PEOPLink, a non-profit organization, guides communities of women in countries like India, Nepal, Bangladesh, Haiti and Kenya, involved with handicrafts, helping them to place their products online, and building a global network of Trading Partners (TPs). The TPs have digital cameras that allow easy uploading of images, which are in turn used as promos to retail and wholesale buyers in the industrialized countries.
The Asian Center for Entrepreneurial Initiatives (AsCent) has made an attempt to introduce CAD/CAM technologies to artisans in the Belgaum district of Karnataka, alongside online advertising and sales.
I haven't been able to get details on how each of these endeavours is doing. Does anyone know how they are doing or of any sort of tracking measures?
Many of these programs are still in their early days. Still, they are well-positioned to bring about long term economic and social changes in the lives of artisans by laying the foundation for a new kind of rural e-commerce based on greater information flows. Production, marketing and delivery mechanisms would be revolutionised, opening up new opportunities. The middleman who takes away huge margins would be marginalised, and the artisans' vulnerability replaced with empowerment. There would be more regularization due to systems that track and maintain quality controls.
And as a result, these projects would help bring into the fold artisans who have so far been denied the opportunity to participate in and benefit from the progress India is making, by reversing the dissipation of our rich traditions of arts and craft.
In the words of the President :
Time has come for the small scale industries and handloom weavers not to depend on sales entirely through government subsidies.

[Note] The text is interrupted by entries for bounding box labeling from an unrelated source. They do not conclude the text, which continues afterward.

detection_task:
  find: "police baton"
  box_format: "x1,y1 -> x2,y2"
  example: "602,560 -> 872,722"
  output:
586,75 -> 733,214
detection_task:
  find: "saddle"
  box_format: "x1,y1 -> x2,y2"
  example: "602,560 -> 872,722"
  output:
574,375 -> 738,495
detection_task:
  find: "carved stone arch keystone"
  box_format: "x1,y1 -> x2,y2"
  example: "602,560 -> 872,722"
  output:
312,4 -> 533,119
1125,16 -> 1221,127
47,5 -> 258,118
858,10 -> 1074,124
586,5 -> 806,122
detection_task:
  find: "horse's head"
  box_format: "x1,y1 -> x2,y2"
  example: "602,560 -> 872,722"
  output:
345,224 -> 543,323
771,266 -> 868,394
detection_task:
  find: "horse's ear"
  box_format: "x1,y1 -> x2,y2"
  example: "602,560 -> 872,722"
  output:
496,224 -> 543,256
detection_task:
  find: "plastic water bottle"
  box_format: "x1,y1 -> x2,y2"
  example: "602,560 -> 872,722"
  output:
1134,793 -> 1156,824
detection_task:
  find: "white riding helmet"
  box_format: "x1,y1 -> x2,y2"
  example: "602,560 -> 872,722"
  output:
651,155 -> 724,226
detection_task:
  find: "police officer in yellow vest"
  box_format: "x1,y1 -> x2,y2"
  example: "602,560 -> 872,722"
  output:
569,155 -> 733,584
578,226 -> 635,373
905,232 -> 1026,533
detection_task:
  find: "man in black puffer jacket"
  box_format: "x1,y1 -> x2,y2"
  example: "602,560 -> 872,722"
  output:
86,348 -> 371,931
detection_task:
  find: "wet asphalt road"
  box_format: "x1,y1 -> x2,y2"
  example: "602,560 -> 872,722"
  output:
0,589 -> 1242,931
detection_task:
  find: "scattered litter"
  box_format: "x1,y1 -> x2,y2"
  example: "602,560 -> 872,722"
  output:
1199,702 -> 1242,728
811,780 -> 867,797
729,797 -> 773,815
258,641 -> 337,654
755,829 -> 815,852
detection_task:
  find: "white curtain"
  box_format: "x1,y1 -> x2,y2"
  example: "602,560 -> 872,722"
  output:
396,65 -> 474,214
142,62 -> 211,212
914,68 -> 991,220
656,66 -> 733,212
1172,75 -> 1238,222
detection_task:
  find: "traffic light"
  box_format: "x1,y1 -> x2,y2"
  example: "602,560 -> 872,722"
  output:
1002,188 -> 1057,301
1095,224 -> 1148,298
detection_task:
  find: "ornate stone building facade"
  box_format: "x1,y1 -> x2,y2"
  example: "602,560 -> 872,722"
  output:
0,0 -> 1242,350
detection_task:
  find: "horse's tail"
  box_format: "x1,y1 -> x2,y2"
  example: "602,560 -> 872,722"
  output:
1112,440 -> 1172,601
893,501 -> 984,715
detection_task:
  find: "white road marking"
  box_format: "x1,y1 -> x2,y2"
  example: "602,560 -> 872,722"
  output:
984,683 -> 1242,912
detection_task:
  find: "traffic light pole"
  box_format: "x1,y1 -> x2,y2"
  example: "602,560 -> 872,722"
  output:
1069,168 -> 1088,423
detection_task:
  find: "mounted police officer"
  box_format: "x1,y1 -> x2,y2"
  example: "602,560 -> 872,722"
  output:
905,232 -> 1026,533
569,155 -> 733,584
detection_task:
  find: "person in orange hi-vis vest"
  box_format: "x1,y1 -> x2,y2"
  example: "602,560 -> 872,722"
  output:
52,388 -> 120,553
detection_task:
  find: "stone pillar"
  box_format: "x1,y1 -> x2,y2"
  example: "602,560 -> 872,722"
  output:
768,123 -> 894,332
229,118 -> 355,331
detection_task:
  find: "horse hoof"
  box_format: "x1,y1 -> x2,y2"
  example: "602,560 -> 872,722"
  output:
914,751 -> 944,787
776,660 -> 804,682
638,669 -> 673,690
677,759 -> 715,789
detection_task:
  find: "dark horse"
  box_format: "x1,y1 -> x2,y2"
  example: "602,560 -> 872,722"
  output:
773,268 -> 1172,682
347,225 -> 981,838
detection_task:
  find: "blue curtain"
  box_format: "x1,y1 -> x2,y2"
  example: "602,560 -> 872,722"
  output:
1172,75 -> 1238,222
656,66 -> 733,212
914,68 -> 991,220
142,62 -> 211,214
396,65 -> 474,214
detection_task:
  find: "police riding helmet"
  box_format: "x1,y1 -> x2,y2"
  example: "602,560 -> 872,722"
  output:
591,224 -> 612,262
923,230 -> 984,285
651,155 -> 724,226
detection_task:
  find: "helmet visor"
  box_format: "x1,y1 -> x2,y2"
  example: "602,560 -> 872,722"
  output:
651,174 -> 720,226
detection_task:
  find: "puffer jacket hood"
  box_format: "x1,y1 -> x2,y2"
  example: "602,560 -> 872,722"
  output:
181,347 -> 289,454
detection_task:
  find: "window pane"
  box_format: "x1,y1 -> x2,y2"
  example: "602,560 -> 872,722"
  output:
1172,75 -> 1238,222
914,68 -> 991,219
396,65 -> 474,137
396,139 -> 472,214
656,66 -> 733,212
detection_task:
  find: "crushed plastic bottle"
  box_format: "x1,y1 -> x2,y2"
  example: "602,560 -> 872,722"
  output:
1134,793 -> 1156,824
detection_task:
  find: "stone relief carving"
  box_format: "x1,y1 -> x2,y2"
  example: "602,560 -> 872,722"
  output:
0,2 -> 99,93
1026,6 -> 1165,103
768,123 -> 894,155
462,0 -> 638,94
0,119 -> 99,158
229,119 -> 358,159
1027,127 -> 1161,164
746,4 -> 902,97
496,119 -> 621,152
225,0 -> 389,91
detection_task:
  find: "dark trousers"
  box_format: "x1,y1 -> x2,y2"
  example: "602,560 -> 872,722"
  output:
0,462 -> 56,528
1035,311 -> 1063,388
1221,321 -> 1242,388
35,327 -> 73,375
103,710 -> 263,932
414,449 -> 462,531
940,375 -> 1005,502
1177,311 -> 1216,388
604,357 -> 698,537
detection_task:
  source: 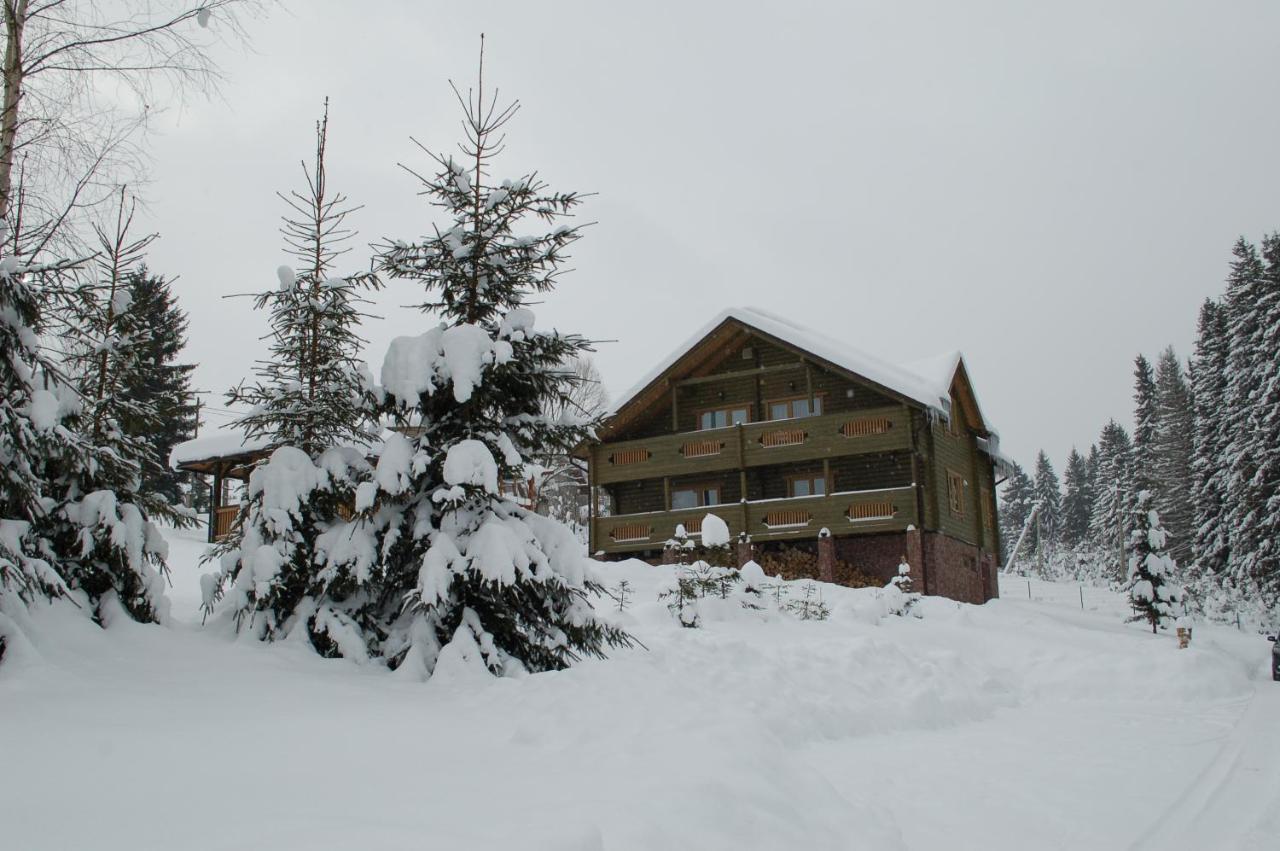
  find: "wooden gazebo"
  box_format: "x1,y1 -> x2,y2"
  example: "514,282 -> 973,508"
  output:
169,431 -> 271,543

It is important to generate a new class of entrepreneur and new class of training. [...] Instead of craft persons and weavers coming to urban marketing centres, the reverse phenomena has to take place.
The heart of Gandhi's vision was swadeshi which meant not only the spinning wheel and khadar cloth but local self-reliance on the village level to revitalize rural India. A few years ago I started reading about it and thinking about a solar swadeshi.
Local agriculture in the US is building slowly along the lines that President Kalam is proposing. It may be the only way to go outside of total corporatization.